Shuffling node memberships of subnets: an exploratory conversation

Attack: Censorship

If some organization wanted to stop a canister they didn’t like, they would currently only have to take down a few identified nodes.

If nodes were shuffled daily at random times, it would be very difficult to keep up with attacking the right nodes quickly enough before the canister gets passed on to new ones.

10 Likes

It seems the main question being posed is “Which attacks are potentially mitigated and which new vulnerabilities are opened by implementing shuffling node membership of subnets?”

The main attack vectors that could be mitigated seem to be well described by the others here. I see daily or similar interval of node shuffling as significantly raising the difficulty of node operator collusion or censoring nodes. The net effect seems to be increase the security of any individual subnet to approximate a subnet with all existing node operators as members rather than just the smaller node membership of any subnet.

To me it seems the concern for new vulnerabilities center on discoverability of other subnet members. As @diegop explains, a contingent of compromised (threatened, corrupted, hacked, etc.) but ostensibly honest nodes could eventually be randomly shuffled into a subnet together (which given enough shuffling should eventually happen), discover the joint membership of the other corrupt nodes to be >2/3, and coordinate to tamper with their subnet’s canister, especially if that canister holds valuable digital assets or information. The best protection against this vulnerability would be to shield the identity of the node operators from one other in any subnet, which I do not know whether it is feasible to do.

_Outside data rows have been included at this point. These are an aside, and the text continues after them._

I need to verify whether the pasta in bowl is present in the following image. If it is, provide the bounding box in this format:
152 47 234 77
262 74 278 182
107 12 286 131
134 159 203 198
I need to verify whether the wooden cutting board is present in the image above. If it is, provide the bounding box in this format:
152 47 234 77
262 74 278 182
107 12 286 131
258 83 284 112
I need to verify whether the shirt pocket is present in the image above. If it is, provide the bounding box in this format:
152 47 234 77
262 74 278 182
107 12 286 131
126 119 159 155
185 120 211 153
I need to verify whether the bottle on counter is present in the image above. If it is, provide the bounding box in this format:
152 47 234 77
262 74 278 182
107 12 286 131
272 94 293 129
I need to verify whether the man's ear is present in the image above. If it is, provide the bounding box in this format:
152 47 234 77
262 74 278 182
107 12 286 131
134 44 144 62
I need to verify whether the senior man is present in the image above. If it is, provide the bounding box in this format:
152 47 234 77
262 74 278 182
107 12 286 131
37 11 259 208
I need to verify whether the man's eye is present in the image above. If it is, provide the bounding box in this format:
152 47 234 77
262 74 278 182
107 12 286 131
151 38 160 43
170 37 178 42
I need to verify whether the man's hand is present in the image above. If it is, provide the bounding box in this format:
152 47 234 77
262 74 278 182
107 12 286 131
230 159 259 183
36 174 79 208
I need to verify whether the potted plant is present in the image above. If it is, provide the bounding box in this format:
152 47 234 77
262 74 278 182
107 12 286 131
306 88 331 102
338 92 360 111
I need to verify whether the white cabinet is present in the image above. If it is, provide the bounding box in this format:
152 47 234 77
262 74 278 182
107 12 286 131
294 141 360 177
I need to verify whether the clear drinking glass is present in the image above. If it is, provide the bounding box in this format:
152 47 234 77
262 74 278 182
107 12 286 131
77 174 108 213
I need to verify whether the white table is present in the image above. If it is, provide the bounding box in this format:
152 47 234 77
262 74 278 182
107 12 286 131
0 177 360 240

However the status quo now is that any motivated actor or group of nodes could work to corrupt known nodes on known subnets whose membership is static. I would rather have the moving target problem of shuffling subnets spontaneously being assigned compromised members than the non-moving target problem of static subnets with fixed (although distributed) points of failure.

4 Likes

I don’t have any new attack vectors to contribute to the discussion, but I think the ones that have been laid out so far seem valid, are concerning to me, and are worth preventing. Obviously the Dfinity foundation has to juggle competing concerns on what to prioritize next so this may not be at the top of the list, but I believe they should be addressed at some point.

I’ve spoken with @lastmjs before about some of these attack vectors and they seem theoretically sound, and potentially not that difficult to even pull off. What worries me even more is that even though Jordan is very smart and has obviously thought about this a lot, he isn’t even a security expert by trade. It makes me wonder what other even more obscure vectors might be discovered by those who have studied attack vectors for years.

I’m not saying that node/canister shuffling has to be the solution to these problems. Maybe there’s a better way to tackle them. Or maybe there’s some reason that these aren’t valid. But if these attack vectors are as valid as they seem, and we know about them, it would be foolish to ignore them, regardless of how low the probability seems. As the internet computer grows so to will the incentive to exploit these. Once again, we may not need to fix them as the very next roadmap item. Hopefully for now the care we’ve put into selecting node providers will keep us safe. But we should have a game plan on these and shuffling seems like it would do the trick nicely.

Also, thanks for everyone’s comments so far. I’m not in the weeds enough yet on this so this thread had been really enlightening.

6 Likes

Thanks everybody for the insightful comments! I understand that it’s a lot of effort to write all these thoughts down in detail, but I think this really helps for the discussion. To keep an overview, so far people brought up the following possible advantages of shuffling:

  • node operator collusion (a majority of the nodes of a subnet are malicious and tamper with the subnet state)

  • security as a network effect (very related to the point above)

  • miner extractable value / front running

  • attacking enclaves

  • censorship resistance

I’ll first reply to the ones that I find less convincing, and then comment on the ones that i think are the best arguments in favor of shuffling.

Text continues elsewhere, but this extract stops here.